It’s Friday–do you know where I am? In The Wall Street Journal, of course, reviewing Arthur Penn’s revival of Larry Gelbart’s Sly Fox, starring Richard Dreyfuss and Eric Stoltz, and Barbara Cook’s Broadway.
Sly Fox isn’t perfect, but it’s damned good for what it is:
“Sly Fox” is, of course, Mr. Gelbart’s very loose rendering of Ben Jonson’s “Volpone,” relocated from seventeenth-century Venice to nineteenth-century San Francisco, where the noted conman Foxwell J. Sly (Mr. Dreyfuss) and his not-so-trusty servant Simon Able (Mr. Stoltz) have set up shop for the purpose of fleecing a bunch of equally dishonest folk. In this modernized version, little of Jonson’s play survives but the plot (Mr. Gelbart claims not even to have read Jonson, relying instead on a 1927 German-language adaptation of “Volpone” by Stefan Zweig), atop which are sprinkled several thousand jokes about greed and hypocrisy. All the characters talk like Groucho Marx, squeezing off punchlines like bullets from a burp gun, and while many go wide of their targets, enough hit the bull’s-eye to keep you flailing with laughter….

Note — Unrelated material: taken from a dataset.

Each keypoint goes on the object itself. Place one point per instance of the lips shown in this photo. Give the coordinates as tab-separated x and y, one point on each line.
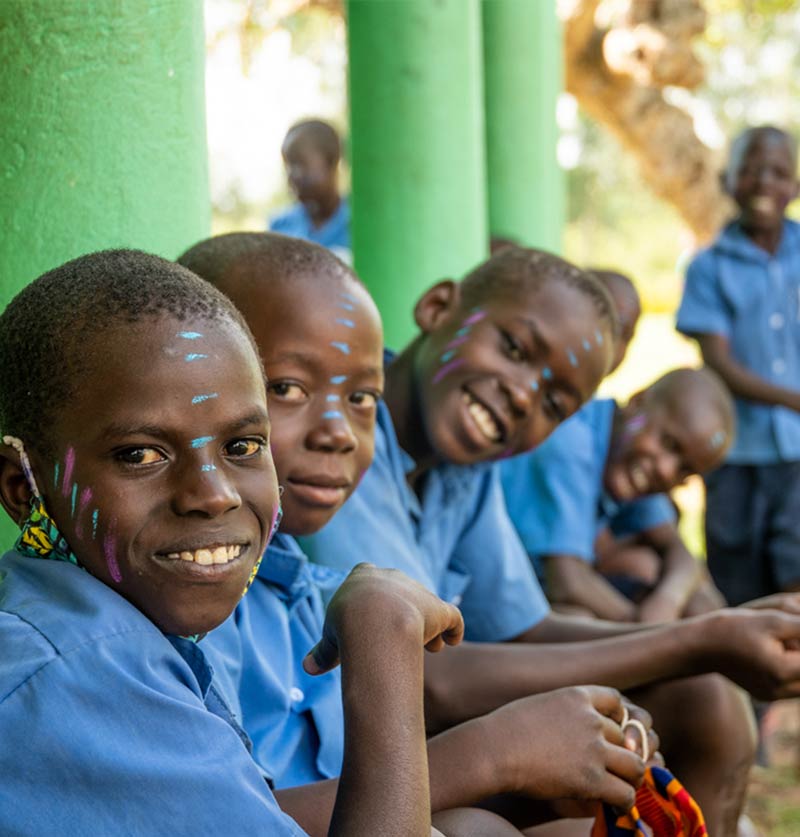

As Sly, Mr. Dreyfuss is going up against still-vivid memories of George C. Scott and Robert Preston, his predecessors in the role, and though I never saw either of them on stage, my guess is that he falls a little bit short, perhaps because he’s–well, a little bit short. I envisioned Foxwell J. Sly as a Falstaffian rascal, and Mr. Dreyfuss’ finicky voice and compact frame didn’t quite live up to my expectations. Nevertheless, he’s more than good enough to get the job done, and even better as Judge Thunder J. Bastardson, under whose wary eye the cast of “Sly Fox” conducts a seminar on scene stealing that is glorious to behold.
As for Barbara Cook’s Broadway, well, it’s pretty fabulous:
Speaking of old pros, Barbara Cook used to sing ingenue roles on Broadway back in the Fifties and Sixties, the salad days of musical comedy. Now she’s 76 years old and stars in one-woman shows about those same salad days. Her latest such effort, “Barbara Cook’s Broadway,” is running through April 18 at Lincoln Center’s Vivian Beaumont Theater, the same house where Christopher Plummer is starring in “King Lear,” also through April 18. (Ms. Cook performs on Mr. Plummer’s days off.) Go see it. She sings 15 wonderful show tunes, some familiar and some not, all interpreted in a totally straightforward style that keeps the spotlight on the songs, not the singer. When not making music, Ms. Cook tells tales out of school, including an anecdote about Elaine Stritch that’s worth at least half the price of admission.
No link. Just buy the Journal, O.K.? It’s only a dollar.